- Episode no.: Season 4 Episode 9
- Directed by: Vince Gilligan
- Written by: Gennifer Hutchison
- Editing by: Skip Macdonald
- Original air date: October 1, 2018
- Running time: 56 minutes

Guest appearances
- Mark Margolis as Hector Salamanca; Rainer Bock as Werner Ziegler; Tony Dalton as Lalo Salamanca; Harrison Thomas as Lyle; Marceline Hugot as Shirley; Ray Campbell as Tyrus; Michael Lanahan as Committee Member; Ben Bela Böhm as Kai; Stefan Kapicic as Casper;

Episode chronology
| ← Previous "Coushatta" | Next → "Winner" |
- Better Call Saul season 4

= Wiedersehen =

"Wiedersehen" (reunion), often used as a part of "goodbye"; /de/) is the ninth and penultimate episode of the fourth season of the AMC television series Better Call Saul, a spinoff of Breaking Bad. The episode aired on October 1, 2018, on AMC in the United States. Outside of the United States, the episode premiered on Netflix.

==Plot==
Jimmy McGill and Kim Wexler work a successful scam to replace approved building plans for a Mesa Verde branch in Lubbock, Texas with plans for a bigger building. On their way home, Jimmy suggests using their skills for more cons, but Kim counsels caution.

Lalo Salamanca and Nacho Varga visit Hector Salamanca, who is in a nursing home. Lalo reminds Hector of the time Hector burned down a hotel in Mexico and killed the owner, who had treated Hector disrespectfully. He reveals he kept a souvenir — the front desk concierge bell. He ties the bell to Hector's wheelchair, allowing Hector to communicate more effectively. Lalo takes Nacho to Los Pollos Hermanos so he can meet Gus Fring. Lalo thanks Gus for saving Hector's life, then asks Nacho to take him to Gus' chicken farm so he can see where the Salamancas receive their drugs after Gus' trucks bring them over the border.

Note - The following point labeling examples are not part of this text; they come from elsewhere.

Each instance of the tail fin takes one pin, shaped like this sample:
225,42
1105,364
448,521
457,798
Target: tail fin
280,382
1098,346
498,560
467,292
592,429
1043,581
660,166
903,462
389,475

Werner Ziegler's crew blasts the rock preventing construction of the meth lab's elevator, then celebrate because the end of their job is in sight. Werner asks permission to fly to Germany for a weekend with his wife, then come back to finish the work. Instead, Mike Ehrmantraut offers Werner an extra phone call with his wife, which Werner accepts.

After Jimmy's reinstatement hearing, he discovers that he has been denied because some of his answers were perceived as insincere, and that he can reapply in a year. An enraged Jimmy recounts the hearing to Kim, who points out that Jimmy never mentioned Chuck McGill; since their dispute caused Jimmy's suspension, the panel members considered his answers to be disingenuous. Jimmy complains that Kim only "slums" with him when she wants something, but Kim angrily responds that she has been Jimmy's biggest supporter since they first met. That night, Jimmy returns to Kim's apartment and wordlessly starts packing his belongings. Kim asks if he still wants to be a lawyer. He says yes, and Kim says she will help.

When Mike receives his report from the on-duty security team the next morning, he notices dead pixels in some camera feeds. He finds that Werner temporarily disabled the cameras with a laser, permitting him to move through the warehouse undetected, cut the padlocks for the doors leading to the roof, and escape by climbing down the building's maintenance ladder.

==Production==
"Wiedersehen" includes the origin story for Hector Salamanca's bell, an iconic element of his character in both Better Call Saul and Breaking Bad. In addition, it provides some backstory for Lalo, who was mentioned once by name in Breaking Bad but first appeared in the Better Call Saul episode "Coushatta."

In German, "Wiedersehen" is literally translated as "seeing again", and the expression "auf Wiedersehen" is used to indicate "goodbye" or "farewell". In this episode, Werner's crew have spray painted the word "Wiedersehen" on the rock they need to blast to make room for the elevator in the underground meth lab, in effect saying "goodbye" to the obstacle that has put them behind schedule. "Wiedersehen" can also be understood as a reference to Werner's escape.

==Reception==
"Wiedersehen" received critical acclaim. On Rotten Tomatoes, it garnered a perfect 100% rating with an average score of 9.5/10 based on 14 reviews. The site's critical consensus is, "A feeling of inevitability permeates 'Wiedersehen', a surprisingly mellow and melancholy penultimate episode beautifully realized by Vince Gilligan and Gennifer Hutchison's creative reunion."

===Ratings===
"Wiedersehen" was watched by 1.35 million viewers on its first broadcast, earning a 0.5 ratings for viewers between 18 and 49, holding steady with ratings from the previous week.